What electrolytes are higher in concentration in ECF than in the ICF?
Na+, Cl-, & HCO-3
What electrolytes are higher in concentration in ICF than in ECF?
K+, Mg+, and PO3/4-
How do cells maintain their high intracellular electrolyte concentration?
By Active Transport.
Active Transport:
Requires energy in the form of ATP to move electrolytes across cell membrane against the concentration gradient ( from areas of lower concentration to areas of higher concentration). Example is the sodium-potassium pump, which moves Na+ out of a cell & K+ into it, keeping ICF lower in Na+ and higher in K+ than the ECF. Active transport = Movement of ions against osmotic pressure to an area of high pressure; require energy (ATP).
What is diffusion?
Diffusion is passive movement of electrolytes or other particles down the concentration gradient (from areas of high concentration to areas of lower concentration). Within a body compartment electrolytes diffuse easily by random movements until the concentration is the same in all areas.
What is osmosis?
Water moves across cell membrane by a process in which water moves through a membrane that separates fluids with different particle concentrations.
What is osmotic pressure?
An inward-pulling force caused by particles in the fluid.

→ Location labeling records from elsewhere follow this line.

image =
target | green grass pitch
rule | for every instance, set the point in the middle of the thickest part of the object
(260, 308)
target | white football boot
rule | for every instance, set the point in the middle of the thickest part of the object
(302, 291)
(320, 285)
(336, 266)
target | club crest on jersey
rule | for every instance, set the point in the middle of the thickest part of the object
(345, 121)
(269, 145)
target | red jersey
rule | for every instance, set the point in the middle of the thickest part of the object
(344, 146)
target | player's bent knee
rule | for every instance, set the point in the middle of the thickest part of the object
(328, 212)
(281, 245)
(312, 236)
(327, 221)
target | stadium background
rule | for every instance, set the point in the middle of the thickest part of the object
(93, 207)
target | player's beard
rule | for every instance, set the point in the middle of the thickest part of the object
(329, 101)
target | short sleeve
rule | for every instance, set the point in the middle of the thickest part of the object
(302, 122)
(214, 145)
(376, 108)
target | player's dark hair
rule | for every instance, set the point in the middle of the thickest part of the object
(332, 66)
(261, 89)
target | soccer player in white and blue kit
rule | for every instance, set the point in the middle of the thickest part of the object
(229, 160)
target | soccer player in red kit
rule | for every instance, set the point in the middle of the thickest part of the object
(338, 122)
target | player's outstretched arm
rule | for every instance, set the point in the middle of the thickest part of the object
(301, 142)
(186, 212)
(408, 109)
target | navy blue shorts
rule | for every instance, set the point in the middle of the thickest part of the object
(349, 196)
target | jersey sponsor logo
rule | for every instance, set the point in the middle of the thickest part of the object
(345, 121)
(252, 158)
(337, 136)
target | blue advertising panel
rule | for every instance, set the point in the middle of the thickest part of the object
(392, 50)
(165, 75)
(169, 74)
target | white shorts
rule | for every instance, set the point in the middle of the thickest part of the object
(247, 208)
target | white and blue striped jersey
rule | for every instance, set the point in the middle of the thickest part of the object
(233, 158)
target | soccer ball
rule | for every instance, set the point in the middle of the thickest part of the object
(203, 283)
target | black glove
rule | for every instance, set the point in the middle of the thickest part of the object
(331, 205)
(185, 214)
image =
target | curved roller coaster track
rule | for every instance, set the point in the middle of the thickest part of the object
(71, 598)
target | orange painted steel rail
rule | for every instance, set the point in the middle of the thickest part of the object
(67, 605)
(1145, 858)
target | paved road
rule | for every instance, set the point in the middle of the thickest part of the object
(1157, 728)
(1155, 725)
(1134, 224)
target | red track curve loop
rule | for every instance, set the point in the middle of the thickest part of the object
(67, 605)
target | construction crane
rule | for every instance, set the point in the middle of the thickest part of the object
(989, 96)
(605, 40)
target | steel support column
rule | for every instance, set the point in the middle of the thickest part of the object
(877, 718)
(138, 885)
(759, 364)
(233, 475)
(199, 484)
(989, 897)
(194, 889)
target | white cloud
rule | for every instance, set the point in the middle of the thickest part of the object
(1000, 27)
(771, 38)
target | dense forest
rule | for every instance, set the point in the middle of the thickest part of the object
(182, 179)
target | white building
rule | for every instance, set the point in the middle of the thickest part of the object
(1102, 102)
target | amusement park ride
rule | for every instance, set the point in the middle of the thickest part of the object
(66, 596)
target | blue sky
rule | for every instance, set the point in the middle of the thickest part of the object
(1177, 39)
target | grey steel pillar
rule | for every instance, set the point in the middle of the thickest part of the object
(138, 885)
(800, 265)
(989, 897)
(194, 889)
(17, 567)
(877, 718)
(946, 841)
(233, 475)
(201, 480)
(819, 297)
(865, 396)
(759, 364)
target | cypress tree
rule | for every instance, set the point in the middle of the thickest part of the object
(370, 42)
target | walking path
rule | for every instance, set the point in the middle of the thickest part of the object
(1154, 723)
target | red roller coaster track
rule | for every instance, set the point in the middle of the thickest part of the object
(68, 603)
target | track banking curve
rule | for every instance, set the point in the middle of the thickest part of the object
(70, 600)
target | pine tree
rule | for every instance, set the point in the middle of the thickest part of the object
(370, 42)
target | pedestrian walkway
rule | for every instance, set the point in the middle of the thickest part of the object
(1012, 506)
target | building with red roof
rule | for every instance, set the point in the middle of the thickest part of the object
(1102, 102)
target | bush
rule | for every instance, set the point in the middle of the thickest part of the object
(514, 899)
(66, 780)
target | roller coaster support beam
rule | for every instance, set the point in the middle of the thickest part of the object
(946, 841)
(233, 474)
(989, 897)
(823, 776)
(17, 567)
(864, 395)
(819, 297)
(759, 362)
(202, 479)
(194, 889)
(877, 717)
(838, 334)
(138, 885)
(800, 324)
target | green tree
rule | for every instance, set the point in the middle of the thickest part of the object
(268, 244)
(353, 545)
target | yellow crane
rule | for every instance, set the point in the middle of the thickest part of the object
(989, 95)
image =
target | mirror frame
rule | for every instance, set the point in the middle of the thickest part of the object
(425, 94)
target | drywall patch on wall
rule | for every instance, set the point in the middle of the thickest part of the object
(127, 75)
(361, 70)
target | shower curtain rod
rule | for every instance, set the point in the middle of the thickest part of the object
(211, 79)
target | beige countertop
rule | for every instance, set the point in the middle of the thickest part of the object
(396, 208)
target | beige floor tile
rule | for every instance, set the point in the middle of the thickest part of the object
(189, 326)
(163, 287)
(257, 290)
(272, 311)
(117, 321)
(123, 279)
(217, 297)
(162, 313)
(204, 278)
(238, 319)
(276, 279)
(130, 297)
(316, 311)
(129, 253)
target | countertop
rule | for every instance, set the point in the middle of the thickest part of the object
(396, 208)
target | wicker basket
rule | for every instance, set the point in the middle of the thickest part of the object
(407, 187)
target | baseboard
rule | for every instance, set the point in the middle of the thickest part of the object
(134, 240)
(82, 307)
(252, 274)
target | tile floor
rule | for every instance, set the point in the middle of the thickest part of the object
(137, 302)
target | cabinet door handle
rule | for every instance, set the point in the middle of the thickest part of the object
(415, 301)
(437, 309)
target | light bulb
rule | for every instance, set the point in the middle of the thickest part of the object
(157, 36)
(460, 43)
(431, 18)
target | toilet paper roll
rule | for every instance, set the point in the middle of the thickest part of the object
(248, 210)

Osmotic pressure = drawing power of water(osmolality).
What is filtration?
Fluid moves into and out of capillaries (between vascular ad interstitial compartments. Filtration Is the net effect of four forces, two that tend to move fluid out of capillaries and small venules and two that tend to move fluid back into them. Filtration can also be described as the movement of fluid through a cell or blood vessel membrane because of hydrostatic pressure differences on both sides of the membrane.

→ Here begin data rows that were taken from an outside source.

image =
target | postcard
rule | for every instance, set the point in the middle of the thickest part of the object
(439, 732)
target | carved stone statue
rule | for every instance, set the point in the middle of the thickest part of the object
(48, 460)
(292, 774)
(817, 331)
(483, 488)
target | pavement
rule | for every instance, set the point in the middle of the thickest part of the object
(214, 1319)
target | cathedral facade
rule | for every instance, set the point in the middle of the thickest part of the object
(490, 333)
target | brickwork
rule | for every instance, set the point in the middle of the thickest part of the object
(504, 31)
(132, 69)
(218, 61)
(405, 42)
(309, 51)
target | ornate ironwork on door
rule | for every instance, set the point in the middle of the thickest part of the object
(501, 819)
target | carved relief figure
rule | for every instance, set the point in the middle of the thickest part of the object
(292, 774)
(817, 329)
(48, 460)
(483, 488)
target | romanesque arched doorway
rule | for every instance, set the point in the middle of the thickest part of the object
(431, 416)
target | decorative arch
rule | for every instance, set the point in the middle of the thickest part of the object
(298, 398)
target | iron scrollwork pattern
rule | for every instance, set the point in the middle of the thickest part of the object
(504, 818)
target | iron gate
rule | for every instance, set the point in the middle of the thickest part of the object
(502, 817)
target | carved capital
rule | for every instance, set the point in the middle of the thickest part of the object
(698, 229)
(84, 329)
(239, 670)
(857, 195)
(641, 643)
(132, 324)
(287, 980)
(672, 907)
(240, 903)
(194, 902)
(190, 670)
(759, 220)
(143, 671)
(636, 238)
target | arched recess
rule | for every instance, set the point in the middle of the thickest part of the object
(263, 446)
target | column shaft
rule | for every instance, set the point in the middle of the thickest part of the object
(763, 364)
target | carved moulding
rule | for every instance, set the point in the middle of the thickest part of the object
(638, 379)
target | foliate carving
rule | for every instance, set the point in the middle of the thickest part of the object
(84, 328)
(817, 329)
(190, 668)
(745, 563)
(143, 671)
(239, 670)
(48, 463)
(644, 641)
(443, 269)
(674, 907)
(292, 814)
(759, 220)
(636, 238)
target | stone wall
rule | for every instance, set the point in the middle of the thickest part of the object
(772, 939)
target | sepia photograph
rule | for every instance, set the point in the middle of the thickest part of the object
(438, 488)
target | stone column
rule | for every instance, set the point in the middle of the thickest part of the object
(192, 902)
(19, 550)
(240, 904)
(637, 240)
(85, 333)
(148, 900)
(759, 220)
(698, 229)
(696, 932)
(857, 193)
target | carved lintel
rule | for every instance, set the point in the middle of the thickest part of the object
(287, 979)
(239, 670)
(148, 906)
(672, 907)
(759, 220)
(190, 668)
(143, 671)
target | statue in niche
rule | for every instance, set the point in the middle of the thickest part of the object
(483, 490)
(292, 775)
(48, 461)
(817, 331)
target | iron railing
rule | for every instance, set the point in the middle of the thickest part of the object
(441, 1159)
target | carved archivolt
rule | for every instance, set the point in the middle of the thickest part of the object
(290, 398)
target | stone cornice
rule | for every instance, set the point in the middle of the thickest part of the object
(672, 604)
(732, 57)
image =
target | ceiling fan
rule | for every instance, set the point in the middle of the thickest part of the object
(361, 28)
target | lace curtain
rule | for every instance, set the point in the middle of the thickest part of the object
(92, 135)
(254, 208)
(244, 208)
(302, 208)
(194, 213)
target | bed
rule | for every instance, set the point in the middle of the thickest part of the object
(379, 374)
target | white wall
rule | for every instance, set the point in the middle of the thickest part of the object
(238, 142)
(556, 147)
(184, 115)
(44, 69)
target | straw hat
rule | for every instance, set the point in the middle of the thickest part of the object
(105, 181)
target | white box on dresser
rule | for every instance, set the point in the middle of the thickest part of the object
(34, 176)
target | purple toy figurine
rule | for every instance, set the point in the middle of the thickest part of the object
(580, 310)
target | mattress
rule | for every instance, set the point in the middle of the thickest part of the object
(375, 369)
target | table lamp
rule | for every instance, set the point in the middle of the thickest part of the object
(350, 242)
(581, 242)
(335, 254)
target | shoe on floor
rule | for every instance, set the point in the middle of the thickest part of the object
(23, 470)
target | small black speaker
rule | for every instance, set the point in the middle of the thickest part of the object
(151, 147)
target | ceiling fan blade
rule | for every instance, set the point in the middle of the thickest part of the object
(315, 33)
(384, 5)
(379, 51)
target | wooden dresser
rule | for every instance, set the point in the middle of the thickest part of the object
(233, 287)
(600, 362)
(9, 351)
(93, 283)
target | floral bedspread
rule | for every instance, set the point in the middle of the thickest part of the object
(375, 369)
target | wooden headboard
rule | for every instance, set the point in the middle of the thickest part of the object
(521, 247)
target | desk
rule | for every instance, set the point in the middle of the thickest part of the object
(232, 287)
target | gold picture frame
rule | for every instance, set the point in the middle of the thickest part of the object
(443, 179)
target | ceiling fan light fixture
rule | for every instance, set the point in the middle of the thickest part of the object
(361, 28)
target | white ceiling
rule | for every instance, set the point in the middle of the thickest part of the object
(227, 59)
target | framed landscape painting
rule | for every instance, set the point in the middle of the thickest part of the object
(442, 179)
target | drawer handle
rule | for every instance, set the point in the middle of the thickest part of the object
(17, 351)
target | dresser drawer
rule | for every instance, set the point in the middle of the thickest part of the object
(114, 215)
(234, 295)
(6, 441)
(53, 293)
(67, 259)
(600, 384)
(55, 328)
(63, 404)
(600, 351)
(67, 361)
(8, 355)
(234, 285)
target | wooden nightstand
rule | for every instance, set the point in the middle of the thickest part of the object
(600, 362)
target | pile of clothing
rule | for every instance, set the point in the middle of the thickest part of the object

What is Hydrostatic pressure?
Its the force of the fluid pressing outward against a surface. Example such as capillary hydrostatic pressure is a relatively strong outward-pushing force that helps move fluid from capillaries into the interstitial area. Interstitial fluid hydrostatic pressure is a weaker opposing force that tends to push fluid back into capillaries. Another description of hydrostatic pressure is it a “water pushing” pressure, because it is the force that pushes water outward from a confined space through a membrane.
What are colloids?
Blood that contains albumin and other proteins. These proteins are much larger than electrolytes, glucose and other molecules that dissolve easily. Most colloids are too large to leave capillaries in the fluid that is filtered, so they remain in the blood.

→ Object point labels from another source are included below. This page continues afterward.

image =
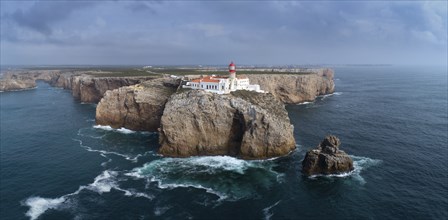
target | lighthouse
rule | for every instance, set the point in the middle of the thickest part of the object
(232, 70)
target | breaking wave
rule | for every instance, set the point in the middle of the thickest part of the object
(39, 205)
(103, 183)
(226, 177)
(267, 211)
(305, 103)
(359, 164)
(109, 128)
(328, 95)
(103, 153)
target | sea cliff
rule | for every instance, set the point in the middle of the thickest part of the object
(243, 124)
(137, 107)
(296, 88)
(85, 86)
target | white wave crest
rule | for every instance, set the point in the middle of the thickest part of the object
(267, 211)
(103, 127)
(328, 95)
(304, 103)
(359, 164)
(103, 183)
(39, 205)
(121, 130)
(226, 177)
(104, 152)
(158, 211)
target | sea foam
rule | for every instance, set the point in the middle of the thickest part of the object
(227, 177)
(103, 183)
(39, 205)
(359, 164)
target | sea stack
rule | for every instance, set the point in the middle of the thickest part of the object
(326, 158)
(243, 124)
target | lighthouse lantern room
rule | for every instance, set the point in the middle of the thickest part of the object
(223, 84)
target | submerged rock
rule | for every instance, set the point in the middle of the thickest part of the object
(327, 158)
(243, 124)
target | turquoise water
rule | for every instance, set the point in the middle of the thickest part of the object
(55, 164)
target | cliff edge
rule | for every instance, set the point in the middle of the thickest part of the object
(296, 88)
(243, 124)
(138, 107)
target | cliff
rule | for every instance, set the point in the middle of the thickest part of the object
(243, 124)
(296, 88)
(20, 80)
(89, 88)
(137, 107)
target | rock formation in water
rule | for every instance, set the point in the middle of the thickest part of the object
(88, 88)
(137, 107)
(244, 124)
(20, 80)
(16, 84)
(296, 88)
(327, 158)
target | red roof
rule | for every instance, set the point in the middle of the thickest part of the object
(206, 79)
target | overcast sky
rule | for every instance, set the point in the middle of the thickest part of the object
(211, 32)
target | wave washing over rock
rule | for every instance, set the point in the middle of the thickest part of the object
(227, 177)
(103, 183)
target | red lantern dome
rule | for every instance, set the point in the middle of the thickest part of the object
(232, 67)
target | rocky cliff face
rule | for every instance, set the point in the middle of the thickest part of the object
(16, 84)
(327, 158)
(137, 107)
(296, 88)
(243, 124)
(88, 88)
(19, 80)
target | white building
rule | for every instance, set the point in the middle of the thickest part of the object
(223, 84)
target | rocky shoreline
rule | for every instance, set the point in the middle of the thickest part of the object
(242, 124)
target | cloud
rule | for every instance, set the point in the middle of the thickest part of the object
(272, 32)
(40, 16)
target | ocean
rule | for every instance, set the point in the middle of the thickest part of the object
(393, 121)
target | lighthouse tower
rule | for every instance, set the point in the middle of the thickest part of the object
(232, 70)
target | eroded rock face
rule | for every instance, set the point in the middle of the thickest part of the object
(20, 80)
(327, 158)
(295, 88)
(91, 89)
(139, 107)
(244, 124)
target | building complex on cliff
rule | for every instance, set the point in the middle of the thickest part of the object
(223, 84)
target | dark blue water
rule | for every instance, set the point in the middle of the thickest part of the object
(393, 120)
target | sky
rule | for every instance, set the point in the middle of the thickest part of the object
(213, 32)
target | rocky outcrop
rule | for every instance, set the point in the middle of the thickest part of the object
(138, 107)
(16, 84)
(91, 89)
(244, 124)
(20, 80)
(295, 88)
(327, 158)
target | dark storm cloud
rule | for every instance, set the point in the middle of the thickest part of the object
(43, 14)
(201, 32)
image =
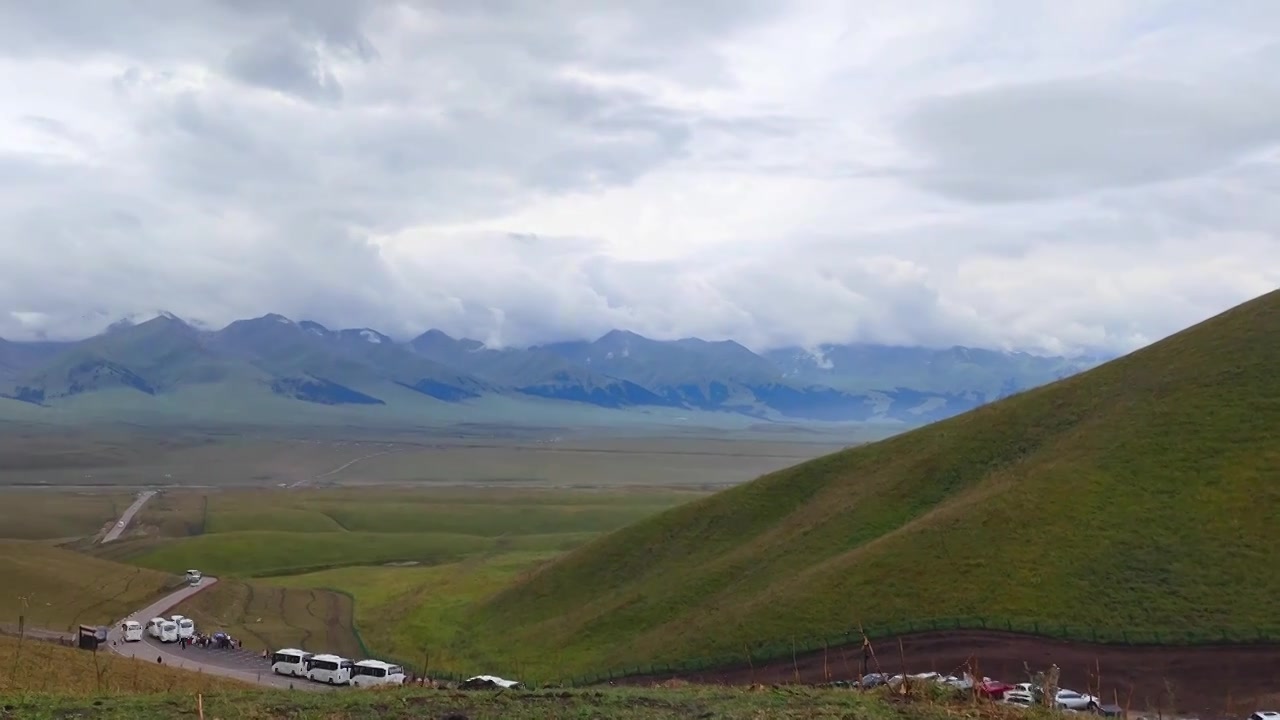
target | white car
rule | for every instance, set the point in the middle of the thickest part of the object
(1019, 697)
(369, 673)
(1072, 700)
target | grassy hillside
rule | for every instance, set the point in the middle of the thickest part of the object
(1141, 495)
(58, 588)
(48, 668)
(416, 703)
(410, 613)
(265, 616)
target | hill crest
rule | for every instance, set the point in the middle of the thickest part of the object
(1133, 496)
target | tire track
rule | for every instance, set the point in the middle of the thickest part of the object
(92, 606)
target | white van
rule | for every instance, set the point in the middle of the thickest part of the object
(329, 669)
(369, 673)
(291, 661)
(132, 630)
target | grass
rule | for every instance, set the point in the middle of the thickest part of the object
(265, 616)
(1139, 495)
(274, 532)
(30, 669)
(621, 703)
(259, 554)
(54, 515)
(56, 588)
(421, 613)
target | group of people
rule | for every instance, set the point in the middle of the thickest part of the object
(218, 641)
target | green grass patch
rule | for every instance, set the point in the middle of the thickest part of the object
(53, 515)
(615, 703)
(1138, 497)
(261, 554)
(269, 616)
(56, 588)
(31, 666)
(420, 614)
(489, 520)
(286, 519)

What is colloid osmotic pressure?
Its also called oncotic pressure which is an inward-pulling force caused by blood proteins that helps move fluid from the interstitial area back into the capillaries. Colloid or Oncotic pressure = keeps fluid in the intravascular compartment by pulling water from the interstitial space back into the capillaries.
What is edema?
Accumulation of excess fluid in the interstitial space. Diseases such as heart failure is an example when venous congestion from a weakened heart, which no longer pump effectively, increasing capillary hydrostatic pressure, causing edema by moving excessive fluid into the interstitial space. Another example of edema is inflammation which happens when capillary blood flow and allows capillaries to leak colloids into the interstitial space. The resulting increased capillary hydrostatic pressure and increased interstitial colloid osmotic pressure produce localized edema in the inflamed tissues.
Fluid output normally occurs through four organs:
The skin, lungs, GI tract, and kidneys. Abnormal fluid output includes vomiting, wound drainage, or hemorrhage.